When Jonathan Edelman ’16 arrived at Clark University four years ago, he intended to major in studio art and follow his passion for photography. What he couldn’t know then was that Clark would help him excel in the medium, and at the same time deepen his passion for learning about history and the Holocaust. Edelman will marry his two interests after graduation when he begins a job as curatorial assistant at the U.S. Holocaust Memorial Museum in Washington, D.C.
“The Holocaust and Genocide Studies Program and the professors and graduate students have completely changed my path in life,” Edelman wrote. “Their dedication to research in this field has been an inspiration for me in the path I have taken.”
During his first year at Clark, Edelman enrolled in Holocaust Action and Agency, and found himself drawn to the depth and breadth of the courses available through the Strassler Center for Holocaust and Genocide Studies, home to the only Ph.D.-granting program in the discipline in the United States.
“Having studied the Holocaust in high school and traveled to Poland and Germany, I thought it was going to be smooth sailing through the course. Just looking at the syllabus, I knew that I had barely scratched the surface of this topic,” Edelman wrote. “I wanted to do more than just take classes.”
Edelman became part of a tight community of committed students and award-winning professors at Clark who are passionate about the need to educate others about the Holocaust, aware that the number of survivors is steadily declining. He took advantage of the mentoring and internship opportunities that the small, liberal arts research university had to offer.
“My adviser and one of my biggest mentors, Professor Shelly Tenenbaum, told me about an internship at the U.S. Holocaust Memorial Museum,” Edelman said.
In the summer of 2014, Edelman became the first Clark undergraduate to secure an internship at the prestigious museum, in the Photo Archives Department. He returned the following summer and continued his work in archives and references.
“I began to see just how vast the topic of the Holocaust was. It had deeply affected my own family,” Edelman said.
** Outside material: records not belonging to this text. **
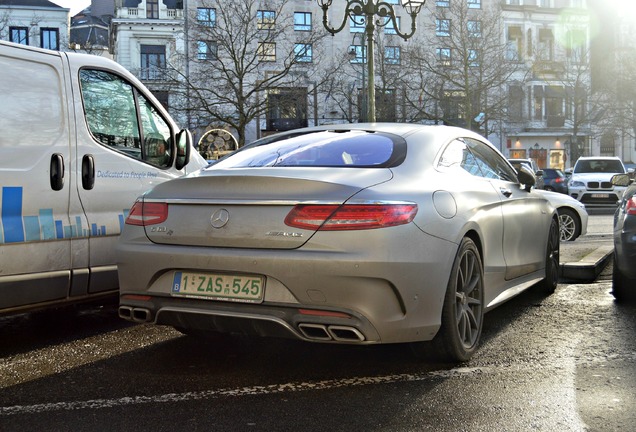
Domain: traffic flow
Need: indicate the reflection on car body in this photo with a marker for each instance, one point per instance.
(363, 234)
(624, 270)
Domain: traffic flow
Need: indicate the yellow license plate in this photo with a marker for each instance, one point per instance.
(214, 286)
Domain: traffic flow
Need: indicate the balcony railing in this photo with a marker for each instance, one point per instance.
(137, 13)
(152, 74)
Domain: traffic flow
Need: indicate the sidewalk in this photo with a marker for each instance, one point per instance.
(584, 261)
(586, 257)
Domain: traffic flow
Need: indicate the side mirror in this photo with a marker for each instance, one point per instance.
(184, 145)
(621, 180)
(526, 177)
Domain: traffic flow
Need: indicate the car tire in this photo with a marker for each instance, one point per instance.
(552, 263)
(463, 309)
(621, 286)
(569, 224)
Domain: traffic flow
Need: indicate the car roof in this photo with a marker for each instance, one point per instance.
(598, 158)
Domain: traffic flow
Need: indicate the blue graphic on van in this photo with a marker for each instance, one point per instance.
(17, 228)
“Through both the time I spent at the museum and the courses I took, I also began to take more of an interest in the story of my own grandmother, my ‘Oma,’ Doris Edelman (Tager) Z’l. As a young teen in Germany, she was banned from attending her public school, and watched her synagogue burned to the ground and her father arrested and sent to Dachau after the November Pogrom.”
In a Facebook post expressing his excitement about the new full-time position at the USHMM, Edelman pledges to do his work there in memory of his Oma.
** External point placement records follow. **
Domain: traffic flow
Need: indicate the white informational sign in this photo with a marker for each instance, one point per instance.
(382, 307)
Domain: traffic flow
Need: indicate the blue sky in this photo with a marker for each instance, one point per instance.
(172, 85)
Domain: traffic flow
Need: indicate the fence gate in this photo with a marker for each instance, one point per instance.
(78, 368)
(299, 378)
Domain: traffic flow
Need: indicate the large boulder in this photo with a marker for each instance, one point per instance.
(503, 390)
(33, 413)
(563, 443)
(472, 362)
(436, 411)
Courses offered through the Holocaust and Genocide Program are popular among non-history majors at the University; this year 25 percent of Clark undergraduates are enrolled in the concentration, making it the second most popular concentration on campus (Pre-law is the first).
“We are very proud of Jonathan’s appointment to such a prestigious role at the U.S. Holocaust Memorial Museum,” said Debórah Dwork, Rose Professor of Holocaust History and founding director of the Strassler Center.
Edelman will graduate in May with a bachelor’s degree in Cultural Studies and Communication with a concentration in Holocaust and Genocide Studies. He was one of the founders of Humans of Clark, a photographic project of members of the Clark community inspired by Brandon Stanton’s popular photo series Humans of New York (HoNY). He’s a member of the Lambda Pi Eta Honor Society, serves as photographer for The Scarlet (student newspaper) and is active in Clark Hillel and J Street U. Edelman came to Clark with a Making a Difference Scholarship, an award for students who demonstrate leadership and meaningful commitment to social change at the high school level.
The Strassler Center for Holocaust and Genocide Studies at Clark University is the first and only institute of its kind. Since it was established in 1998, it has gained international standing as the sole program to train students for Ph.D. degrees in Holocaust History and Genocide Studies.